I started with three hidden nodes. Here are the results:
In this case, I suspect that five hidden nodes will give us the best combination of accuracy and speed, though once again the four-hidden-node runs produced one accuracy value that was significantly lower than the others. If you ignore this outlier, the results for four hidden nodes, five hidden nodes, and six hidden nodes look very similar.
The fact that the five-hidden-node and six-hidden-node runs did not generate any outliers leads us to an interesting possible finding: maybe increasing the hidden-layer dimensionality makes the network more robust against conditions that for some reason cause training to be particularly difficult.

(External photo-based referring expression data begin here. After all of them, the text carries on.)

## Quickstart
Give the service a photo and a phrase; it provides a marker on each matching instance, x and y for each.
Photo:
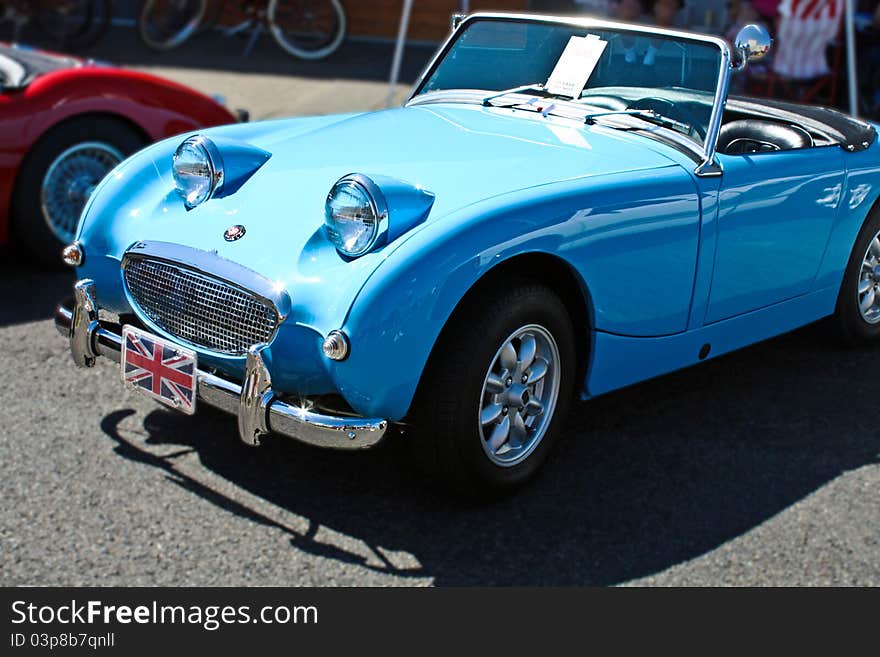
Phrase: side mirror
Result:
(752, 43)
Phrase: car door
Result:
(775, 213)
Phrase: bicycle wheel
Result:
(309, 29)
(166, 24)
(64, 20)
(102, 12)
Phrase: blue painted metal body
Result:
(666, 261)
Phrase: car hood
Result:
(462, 154)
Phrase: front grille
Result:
(199, 309)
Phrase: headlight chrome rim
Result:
(214, 162)
(378, 205)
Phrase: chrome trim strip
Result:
(255, 399)
(263, 410)
(83, 323)
(708, 166)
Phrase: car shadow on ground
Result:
(28, 291)
(646, 478)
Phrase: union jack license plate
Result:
(159, 369)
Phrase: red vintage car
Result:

Experiment 3: A High-Complexity Problem
As shown below, the new input-output relationship again includes all four input values, and we have introduced nonlinearity by squaring one of the inputs and taking the square root of another.
Here are the results:
The network definitely had more difficulty with this higher-complexity mathematical relationship; even with seven hidden nodes, the accuracy was lower than what we achieved with only three hidden nodes in the low-complexity problem. I’m confident that we could improve the high-complexity performance by modifying other aspects of the network—e.g., including a bias (see Part 11) or annealing the learning rate (see Part 6).
Nevertheless, I would keep the hidden-layer dimensionality at seven until I was thoroughly convinced that other enhancements could allow the network to maintain adequate performance with a smaller hidden layer.
We’ve seen some interesting measurements that paint a fairly clear picture of the relationship between hidden-layer dimensionality and Perceptron performance. There are certainly many more details that we could explore, but I think this gives you some solid foundational information that you can draw upon when you’re experimenting with neural-network design and training.